El que no se consuela es porque no quiere, ya que la conformidad no tributa y es una suerte que los madrileños tengamos como vecino al escuálido río Manzanares, que no se sale de madre porque es huérfano desde la eternidad. Mal año en todas las latitudes, invierno duro, inclemente. Inundaciones y catástrofes en el Continente y en las Islas Británicas, desolación por tierras aragonesas y un frío que pela el que visitó nuestra ciudad. Para algunos apenas ha pasado el tiempo, aquel que reflejaban los estupendos ilustradores del siglo pasado, mostrando, por estas épocas, la silueta deplorable del menesteroso, sin gabán, rotos los codos de la chaqueta y ladeado el bombín sobre las greñas.

Hoy, en estos meses invernales, los vemos, los adivinamos protegidos por grandes cajas de cartón, que contuvieron espléndidos frigoríficos, durmiendo a pierna suelta en los lugares más céntricos de Madrid. En plena Gran Vía, en calles concurridas donde el hormigueo de los viandantes parece no molestarles, hasta bien entrada la mañana. Me duele y me asombra el espectáculo de esas siluetas -más hombres que mujeres, las hay- tiradas en el suelo, encogidas, pero indiferentes al ajetreo urbano.

Siento un punto de envidia hacia quienes concilian el sueño en tan incómodas circunstancias, sin pastillas ni silencio en torno. Cuando doy un pequeño rodeo en la acera, para no vulnerar su territorio, pienso que estos mendigos cosmopolitas eligen lugares públicos céntricos y transitados, quizá por seguridad personal, ¡hay tanto delincuente suelto! Algunos he visto reposando en el vestíbulo de alguna sucursal de banco, en mi barrio, los fines de semana, y no me sorprendería algún acuerdo provechoso entre alguna entidad de crédito y estos presuntos desheredados. Tienen cobijo y ahuyentan a los posibles ladrones en esas fechas y horas.

La climatología deja de ser una información puntual para alcanzar la categoría de noticia. La mala, se entiende, difundida por los telediarios, con esa curiosa expresión de gozo con que algunos locutores transmiten las novedades siniestras. Aquí nos vamos librando, con alguna tímida nevada cuyos restos solo permanecieron en los tejados resguardados del sol. Lo supongo debido al calor que despide la gran ciudad, aunque tal cosa no ocurra en Londres o en Moscú, cuestión de latitudes.

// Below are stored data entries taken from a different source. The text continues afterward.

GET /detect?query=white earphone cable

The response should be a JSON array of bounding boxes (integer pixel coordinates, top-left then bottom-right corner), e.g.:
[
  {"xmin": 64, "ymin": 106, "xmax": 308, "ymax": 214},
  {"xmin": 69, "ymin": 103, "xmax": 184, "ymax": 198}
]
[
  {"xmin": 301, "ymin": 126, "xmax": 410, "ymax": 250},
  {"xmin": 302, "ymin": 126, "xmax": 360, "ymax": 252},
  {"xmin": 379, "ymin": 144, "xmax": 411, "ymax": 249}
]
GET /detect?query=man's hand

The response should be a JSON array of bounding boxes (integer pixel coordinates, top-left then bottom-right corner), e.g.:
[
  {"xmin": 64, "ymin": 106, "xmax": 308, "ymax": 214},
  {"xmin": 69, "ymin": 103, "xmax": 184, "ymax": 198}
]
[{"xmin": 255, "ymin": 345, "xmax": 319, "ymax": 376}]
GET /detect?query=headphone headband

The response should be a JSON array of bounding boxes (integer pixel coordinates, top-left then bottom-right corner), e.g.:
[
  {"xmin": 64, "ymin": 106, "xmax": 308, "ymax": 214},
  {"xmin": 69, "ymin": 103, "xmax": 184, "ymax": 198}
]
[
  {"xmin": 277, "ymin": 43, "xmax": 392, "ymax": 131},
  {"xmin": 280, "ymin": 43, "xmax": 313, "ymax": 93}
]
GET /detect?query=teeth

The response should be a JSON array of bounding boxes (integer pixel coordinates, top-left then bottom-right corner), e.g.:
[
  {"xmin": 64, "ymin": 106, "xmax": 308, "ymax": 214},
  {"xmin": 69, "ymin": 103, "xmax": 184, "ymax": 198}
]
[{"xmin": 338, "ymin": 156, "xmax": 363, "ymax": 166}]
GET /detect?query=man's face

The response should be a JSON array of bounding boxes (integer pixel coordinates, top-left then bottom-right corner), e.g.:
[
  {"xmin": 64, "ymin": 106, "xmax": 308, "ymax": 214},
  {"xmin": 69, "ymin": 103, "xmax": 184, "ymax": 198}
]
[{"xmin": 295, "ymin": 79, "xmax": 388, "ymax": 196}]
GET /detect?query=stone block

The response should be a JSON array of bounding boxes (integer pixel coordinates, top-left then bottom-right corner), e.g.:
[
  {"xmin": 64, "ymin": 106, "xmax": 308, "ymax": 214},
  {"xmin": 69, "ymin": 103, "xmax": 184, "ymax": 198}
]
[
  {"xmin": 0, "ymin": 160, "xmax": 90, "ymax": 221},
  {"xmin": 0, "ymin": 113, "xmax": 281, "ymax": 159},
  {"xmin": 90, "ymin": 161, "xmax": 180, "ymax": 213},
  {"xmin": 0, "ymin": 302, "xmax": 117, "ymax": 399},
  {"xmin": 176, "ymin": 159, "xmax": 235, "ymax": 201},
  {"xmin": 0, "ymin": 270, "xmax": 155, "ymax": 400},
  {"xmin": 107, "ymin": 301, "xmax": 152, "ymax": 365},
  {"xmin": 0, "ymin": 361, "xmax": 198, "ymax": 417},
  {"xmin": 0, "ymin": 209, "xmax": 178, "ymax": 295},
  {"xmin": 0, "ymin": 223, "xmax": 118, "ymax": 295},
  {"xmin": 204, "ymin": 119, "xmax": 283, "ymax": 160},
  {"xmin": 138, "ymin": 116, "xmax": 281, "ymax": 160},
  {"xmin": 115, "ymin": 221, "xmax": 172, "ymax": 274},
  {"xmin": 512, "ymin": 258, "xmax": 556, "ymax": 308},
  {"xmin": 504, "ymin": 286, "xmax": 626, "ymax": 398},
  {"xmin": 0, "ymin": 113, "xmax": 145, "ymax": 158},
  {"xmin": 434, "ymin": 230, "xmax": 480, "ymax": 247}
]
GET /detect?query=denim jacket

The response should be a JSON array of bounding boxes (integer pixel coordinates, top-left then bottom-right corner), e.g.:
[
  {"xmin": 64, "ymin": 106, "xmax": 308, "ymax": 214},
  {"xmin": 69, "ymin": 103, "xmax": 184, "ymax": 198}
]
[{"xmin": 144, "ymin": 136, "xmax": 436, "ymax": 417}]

La tele hace lo que puede por sembrar la alarma, aunque sea remota la posibilidad de quedar incomunicados. El temporal de lluvia y de nieve siempre nos pilla como una inesperada aurora boreal, dejando en evidencia las previsiones meteorológicas, que nunca aciertan más allá de las 24 horas. Una queja generalizada es la sorpresa con que se abaten los temporales sobre la Tierra salvo las declaraciones que los viejos campesinos y los alcaldes pedáneos ofrecen sobre la repetición de esos fenómenos, el conocido desbordamiento de los ríos y la notoria ausencia de medidas adecuadas. Suele decirse que llovió, nevó como no recordaban los más ancianos de la localidad y a mi eso me parece una inexactitud. La climatología española es brusca, extremosa, pero no impredecible. Cada tantos años -cinco, siete, diez- se producen semejantes meteoros que casi siempre cogen con el pie cambiado a las máquinas quitanieves y, cuando cae de verdad, poco menos que es preciso ir a comprar la sal al supermercado. Hay que reconocer, empero, que se reacciona con eficacia, salvo en la tendencia a permitir que se construyan viviendas junto a los cauces máximos de los ríos, donde vive, gente modesta.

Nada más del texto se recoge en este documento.